The deal, announced in a hastily called press conference on Sunday evening, is designed to accelerate SAP's growth with the addition of thousands of new customers and a new product line to address the fast-growing market for business intelligence (BI) software.
"The biggest driver was definitely growing new business," SAP CEO Henning Kagermann said of the acquisition.
The deal will also allow SAP to integrate BI capabilities, which allow companies to analyze large amounts of data to improve business performance, more deeply in its own software applications, analysts said.
"The future of business applications, which of course are core to SAP's business, is being able to use them more intelligently, and buying a technology that allows its customers to do that is great for SAP," said David Bradshaw, a principal analyst with Ovum.
SAP has shied away from big acquisitions in the past, preferring to grow its business organically. In contrast, its main rival, Oracle, has added customers aggressively through more than 30 acquisitions in the past three years, including PeopleSoft and JD Edwards.
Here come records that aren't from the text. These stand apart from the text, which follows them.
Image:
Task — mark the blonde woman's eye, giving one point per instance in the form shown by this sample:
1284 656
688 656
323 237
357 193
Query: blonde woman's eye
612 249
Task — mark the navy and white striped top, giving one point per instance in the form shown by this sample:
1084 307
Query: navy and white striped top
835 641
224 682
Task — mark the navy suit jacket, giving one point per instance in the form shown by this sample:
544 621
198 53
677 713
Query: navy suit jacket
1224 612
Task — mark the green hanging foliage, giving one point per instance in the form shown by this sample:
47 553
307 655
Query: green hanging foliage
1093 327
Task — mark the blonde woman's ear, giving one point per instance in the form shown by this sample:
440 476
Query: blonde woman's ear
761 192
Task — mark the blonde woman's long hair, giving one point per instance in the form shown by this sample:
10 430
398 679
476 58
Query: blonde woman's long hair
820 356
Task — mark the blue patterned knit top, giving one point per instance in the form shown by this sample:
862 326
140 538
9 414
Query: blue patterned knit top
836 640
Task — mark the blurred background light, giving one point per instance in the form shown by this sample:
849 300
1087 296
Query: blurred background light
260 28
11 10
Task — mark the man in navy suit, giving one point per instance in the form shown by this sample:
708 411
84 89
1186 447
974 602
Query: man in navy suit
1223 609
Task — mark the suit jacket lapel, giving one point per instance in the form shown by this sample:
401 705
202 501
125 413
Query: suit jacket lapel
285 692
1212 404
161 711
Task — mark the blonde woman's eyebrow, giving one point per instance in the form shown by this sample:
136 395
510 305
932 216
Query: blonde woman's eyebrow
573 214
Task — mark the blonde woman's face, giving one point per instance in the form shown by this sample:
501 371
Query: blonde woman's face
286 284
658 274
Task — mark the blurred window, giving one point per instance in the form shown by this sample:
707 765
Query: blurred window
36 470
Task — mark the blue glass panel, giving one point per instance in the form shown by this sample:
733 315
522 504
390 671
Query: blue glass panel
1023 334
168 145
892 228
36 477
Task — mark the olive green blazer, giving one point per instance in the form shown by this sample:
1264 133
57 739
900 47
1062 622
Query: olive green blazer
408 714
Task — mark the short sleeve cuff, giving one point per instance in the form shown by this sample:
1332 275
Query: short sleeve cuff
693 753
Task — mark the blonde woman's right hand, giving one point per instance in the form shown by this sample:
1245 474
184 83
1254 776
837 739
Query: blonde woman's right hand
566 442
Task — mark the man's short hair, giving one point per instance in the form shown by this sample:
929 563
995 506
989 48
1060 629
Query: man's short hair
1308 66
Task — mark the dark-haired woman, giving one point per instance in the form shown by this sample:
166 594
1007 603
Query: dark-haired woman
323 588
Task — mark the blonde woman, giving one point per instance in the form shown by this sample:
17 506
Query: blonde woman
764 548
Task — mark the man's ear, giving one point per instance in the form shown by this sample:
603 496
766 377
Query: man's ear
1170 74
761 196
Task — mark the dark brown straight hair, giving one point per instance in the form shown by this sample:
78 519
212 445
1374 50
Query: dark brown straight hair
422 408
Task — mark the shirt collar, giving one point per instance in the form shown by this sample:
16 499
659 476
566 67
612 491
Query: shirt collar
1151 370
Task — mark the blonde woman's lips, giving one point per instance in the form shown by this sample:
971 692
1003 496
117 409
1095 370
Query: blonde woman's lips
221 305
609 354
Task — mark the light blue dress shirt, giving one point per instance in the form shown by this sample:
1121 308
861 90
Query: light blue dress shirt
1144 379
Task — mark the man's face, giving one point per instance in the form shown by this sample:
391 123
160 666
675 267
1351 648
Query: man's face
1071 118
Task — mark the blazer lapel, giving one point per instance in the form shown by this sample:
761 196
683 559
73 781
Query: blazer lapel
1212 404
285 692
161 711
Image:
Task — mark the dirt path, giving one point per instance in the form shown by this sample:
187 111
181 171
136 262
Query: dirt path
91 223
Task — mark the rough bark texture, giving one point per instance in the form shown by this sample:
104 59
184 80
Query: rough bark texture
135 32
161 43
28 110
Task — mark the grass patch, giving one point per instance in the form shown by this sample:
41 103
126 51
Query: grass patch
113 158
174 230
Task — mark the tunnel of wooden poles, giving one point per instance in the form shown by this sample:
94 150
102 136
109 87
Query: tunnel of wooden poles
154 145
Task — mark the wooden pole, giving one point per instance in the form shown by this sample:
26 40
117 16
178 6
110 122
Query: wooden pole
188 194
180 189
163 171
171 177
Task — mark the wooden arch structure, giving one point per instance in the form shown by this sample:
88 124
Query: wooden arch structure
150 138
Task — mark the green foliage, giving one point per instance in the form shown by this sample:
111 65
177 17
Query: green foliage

SAP has always been critical of Oracle's strategy, saying the company can't manage several different product families effectively. In fact, Oracle's acquisition strategy is paying off for the company in some respects, said Bo Lykkegaard, a research manager with IDC.
"Despite what you might think about this patchwork of different codebases, to a certain degree it has played out very well for them," he said. For example, Oracle has accelerated the sales growth for some of the smaller product lines it has purchased, he said.
In April, Oracle said it would pay US$3.3 billion to buy Hyperion Solutions, a smaller rival to Business Objects focused on finance management and reporting. Many of Hyperion's customers were also SAP customers, and SAP may have felt it was time to stave off Oracle's encroachment on its turf.
"Hyperion's customer base has been very strongly on SAP, and reporting on SAP data. Those customers are in Oracle's hands now, and that can't be a comfortable situation for SAP," Bradshaw said. He predicted that SAP will work to improve the financial capabilities in Business Objects' software to counter Oracle's acquisition of Hyperion.
SAP will continue to offer Business Objects' software as a standalone product line, and Business Objects will operate independently inside of SAP, Business Objects CEO John Schwarz said.
But the companies will also integrate their software more tightly together in future products. "This business intelligence solution will be available in a more integrated fashion for the SAP customer, and in a standalone manner for the non-SAP customer," Schwarz said.